Malutka kaszubska wieś była już od dawna związana z końmi. Działała tutaj mała stajnia. W 2015 roku teren kupiła rodzina Krempeć i właśnie od renowacji istniejących budynków rozpoczęła się wielka rozbudowa.

- Od samego początku chcieliśmy stworzyć w Barłominie profesjonalny ośrodek jeździecki i nasze założenia obejmowały wieloetapowe inwestycje w infrastrukturę - mówi Karolina Krempeć. - Istniejąca stajnia zyskała nową elewację, a elementy wnętrza i wyposażenia zostały zaprojektowane od nowa. W tym samym czasie od nowa został przygotowany plac ujeżdżeniowy o kwarcowym podłożu. Roboty budowlane uwzględniały również drenaż placu. 

Kolejnym etapem była budowa hali, nowej stajni i klubu, tworzących jeden kompleks. Jednocześnie trwały prace nad budową stajni angielskich oraz lonżownika wraz z karuzelą. Wtedy tez powstała stodoła z magazynem, estetycznie wpisujące się w architekturę ośrodka. 

- W ostatnim roku powstała hala namiotowa umożliwiająca organizację zawodów halowych w sezonie zimowym oraz dodatkowych 60 boksów angielskich dla koni przyjeżdżających do nas na zawody i zgrupowania. Od niedawna korzystamy też z nowej wiaty gastronomicznej, uruchamianej w trakcie zawodów i dużych imprez - opisuje Karolina Krempeć.

Właściciele wciąż inwestują w infrastrukturę ośrodka. Obecnie trwają prace przy budowie nowej dużej rozprężalni.

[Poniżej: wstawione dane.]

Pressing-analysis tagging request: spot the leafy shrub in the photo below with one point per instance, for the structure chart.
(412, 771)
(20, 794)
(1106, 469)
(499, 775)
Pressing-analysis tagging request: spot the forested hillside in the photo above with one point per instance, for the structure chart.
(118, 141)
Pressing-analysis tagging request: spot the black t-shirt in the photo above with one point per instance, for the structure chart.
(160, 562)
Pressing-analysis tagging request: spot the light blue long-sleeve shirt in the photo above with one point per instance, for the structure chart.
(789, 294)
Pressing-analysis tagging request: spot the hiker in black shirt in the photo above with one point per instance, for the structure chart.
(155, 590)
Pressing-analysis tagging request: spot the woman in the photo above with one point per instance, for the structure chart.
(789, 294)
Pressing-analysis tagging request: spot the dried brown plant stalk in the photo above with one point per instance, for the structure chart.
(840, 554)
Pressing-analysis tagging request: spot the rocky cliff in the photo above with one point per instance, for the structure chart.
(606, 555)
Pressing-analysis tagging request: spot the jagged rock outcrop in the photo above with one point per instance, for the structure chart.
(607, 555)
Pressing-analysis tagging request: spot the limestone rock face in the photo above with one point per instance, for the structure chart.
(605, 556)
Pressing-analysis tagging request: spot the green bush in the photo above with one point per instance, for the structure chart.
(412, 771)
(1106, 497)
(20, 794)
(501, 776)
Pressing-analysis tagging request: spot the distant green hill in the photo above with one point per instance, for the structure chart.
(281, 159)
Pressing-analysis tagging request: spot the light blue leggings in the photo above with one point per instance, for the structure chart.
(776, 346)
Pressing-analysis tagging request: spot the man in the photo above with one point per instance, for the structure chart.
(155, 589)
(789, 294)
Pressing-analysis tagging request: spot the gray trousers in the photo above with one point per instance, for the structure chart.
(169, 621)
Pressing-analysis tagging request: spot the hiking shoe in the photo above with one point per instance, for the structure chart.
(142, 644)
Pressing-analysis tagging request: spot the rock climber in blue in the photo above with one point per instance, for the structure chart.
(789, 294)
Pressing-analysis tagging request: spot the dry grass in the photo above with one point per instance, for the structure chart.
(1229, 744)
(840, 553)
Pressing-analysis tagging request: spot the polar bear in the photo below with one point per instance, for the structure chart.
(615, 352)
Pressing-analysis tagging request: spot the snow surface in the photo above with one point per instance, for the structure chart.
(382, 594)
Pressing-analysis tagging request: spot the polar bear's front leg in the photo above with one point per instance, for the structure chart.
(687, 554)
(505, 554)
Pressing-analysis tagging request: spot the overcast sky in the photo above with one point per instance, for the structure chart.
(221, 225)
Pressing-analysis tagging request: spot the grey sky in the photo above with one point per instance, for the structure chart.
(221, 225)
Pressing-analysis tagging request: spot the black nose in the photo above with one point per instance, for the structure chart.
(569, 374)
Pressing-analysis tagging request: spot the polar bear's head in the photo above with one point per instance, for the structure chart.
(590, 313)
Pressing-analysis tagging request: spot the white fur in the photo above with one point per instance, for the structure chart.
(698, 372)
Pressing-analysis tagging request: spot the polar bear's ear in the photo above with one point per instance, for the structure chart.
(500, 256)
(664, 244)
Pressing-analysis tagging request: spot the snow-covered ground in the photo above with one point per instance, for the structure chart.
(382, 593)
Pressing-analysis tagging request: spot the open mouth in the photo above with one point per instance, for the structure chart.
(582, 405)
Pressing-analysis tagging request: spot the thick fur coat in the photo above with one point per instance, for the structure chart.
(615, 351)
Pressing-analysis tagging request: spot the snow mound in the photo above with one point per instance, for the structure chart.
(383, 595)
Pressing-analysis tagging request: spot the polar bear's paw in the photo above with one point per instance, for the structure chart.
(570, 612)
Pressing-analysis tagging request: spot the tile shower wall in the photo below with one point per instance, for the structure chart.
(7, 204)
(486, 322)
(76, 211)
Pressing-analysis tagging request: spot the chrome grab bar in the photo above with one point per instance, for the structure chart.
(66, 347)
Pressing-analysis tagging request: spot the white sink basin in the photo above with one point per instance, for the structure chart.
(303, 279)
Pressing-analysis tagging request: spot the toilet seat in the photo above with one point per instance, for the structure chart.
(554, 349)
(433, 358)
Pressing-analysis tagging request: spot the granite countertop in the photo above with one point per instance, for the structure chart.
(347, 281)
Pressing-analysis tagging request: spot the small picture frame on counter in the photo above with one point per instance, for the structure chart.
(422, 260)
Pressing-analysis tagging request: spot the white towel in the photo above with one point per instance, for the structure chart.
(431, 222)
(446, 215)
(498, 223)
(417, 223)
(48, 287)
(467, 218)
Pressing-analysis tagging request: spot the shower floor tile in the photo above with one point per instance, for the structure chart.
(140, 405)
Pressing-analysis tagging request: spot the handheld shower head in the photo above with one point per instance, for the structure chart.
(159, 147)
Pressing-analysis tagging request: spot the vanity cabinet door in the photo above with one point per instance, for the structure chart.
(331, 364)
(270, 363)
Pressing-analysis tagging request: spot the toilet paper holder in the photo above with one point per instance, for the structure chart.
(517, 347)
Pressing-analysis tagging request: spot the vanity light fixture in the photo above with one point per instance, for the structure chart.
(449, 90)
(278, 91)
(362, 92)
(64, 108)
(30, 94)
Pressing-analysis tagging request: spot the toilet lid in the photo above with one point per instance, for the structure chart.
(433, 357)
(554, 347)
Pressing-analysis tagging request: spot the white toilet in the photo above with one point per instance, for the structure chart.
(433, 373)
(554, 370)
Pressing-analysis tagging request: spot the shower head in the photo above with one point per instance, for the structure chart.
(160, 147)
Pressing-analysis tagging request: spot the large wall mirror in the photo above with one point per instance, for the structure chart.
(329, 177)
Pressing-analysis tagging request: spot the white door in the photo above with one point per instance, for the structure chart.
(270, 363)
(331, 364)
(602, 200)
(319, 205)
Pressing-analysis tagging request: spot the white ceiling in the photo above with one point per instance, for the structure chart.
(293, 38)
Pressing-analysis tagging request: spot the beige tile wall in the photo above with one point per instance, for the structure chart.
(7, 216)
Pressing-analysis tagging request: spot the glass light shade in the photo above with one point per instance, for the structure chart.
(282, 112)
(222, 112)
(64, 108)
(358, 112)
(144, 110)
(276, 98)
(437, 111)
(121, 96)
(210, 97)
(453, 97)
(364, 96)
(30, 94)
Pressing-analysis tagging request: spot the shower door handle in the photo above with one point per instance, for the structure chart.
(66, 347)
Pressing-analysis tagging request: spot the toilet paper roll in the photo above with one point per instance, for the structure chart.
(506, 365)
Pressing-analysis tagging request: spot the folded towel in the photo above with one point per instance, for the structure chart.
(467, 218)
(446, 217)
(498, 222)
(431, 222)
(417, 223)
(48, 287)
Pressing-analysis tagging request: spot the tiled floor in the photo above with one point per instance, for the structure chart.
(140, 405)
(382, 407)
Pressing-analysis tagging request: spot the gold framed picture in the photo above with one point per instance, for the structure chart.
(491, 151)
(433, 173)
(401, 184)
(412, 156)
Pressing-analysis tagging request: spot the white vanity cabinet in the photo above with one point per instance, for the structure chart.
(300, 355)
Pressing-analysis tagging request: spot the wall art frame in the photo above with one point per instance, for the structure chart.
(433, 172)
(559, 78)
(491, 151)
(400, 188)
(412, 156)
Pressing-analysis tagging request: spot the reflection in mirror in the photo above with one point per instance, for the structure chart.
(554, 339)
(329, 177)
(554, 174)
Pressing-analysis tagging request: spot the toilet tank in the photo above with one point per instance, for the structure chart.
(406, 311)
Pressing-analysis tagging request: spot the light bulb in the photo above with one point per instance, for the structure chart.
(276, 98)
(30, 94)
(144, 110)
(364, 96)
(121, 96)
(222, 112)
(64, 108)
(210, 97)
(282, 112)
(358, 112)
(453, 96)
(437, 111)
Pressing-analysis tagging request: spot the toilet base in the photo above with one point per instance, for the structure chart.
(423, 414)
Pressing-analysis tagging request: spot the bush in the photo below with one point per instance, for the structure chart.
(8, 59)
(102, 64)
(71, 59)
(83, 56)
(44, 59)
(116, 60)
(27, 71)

- Chcemy też wyposażyć stajnie w solarium i myjkę wewnętrzną - dodaje Karolina Krempeć.

Dzięki inwestycjom Barłomino może przyjąć aż 110 koni. Podczas zawodów jest ich jeszcze więcej, bo zawodnicy trzymają też konie w przyczepach i koniowozach.

Hodowla sportowych koni

Głównym celem właścicieli Barłomina jest prowadzenie całorocznego, profesjonalnego ośrodka jeździeckiego, organizacja zawodów, zgrupowań i szkoleń na najwyższym poziomie. 

- Chętnie współpracujemy z partnerskimi ośrodkami oraz trenerami, udostępniając im nasze zaplecze - mówi Karolina Krempeć.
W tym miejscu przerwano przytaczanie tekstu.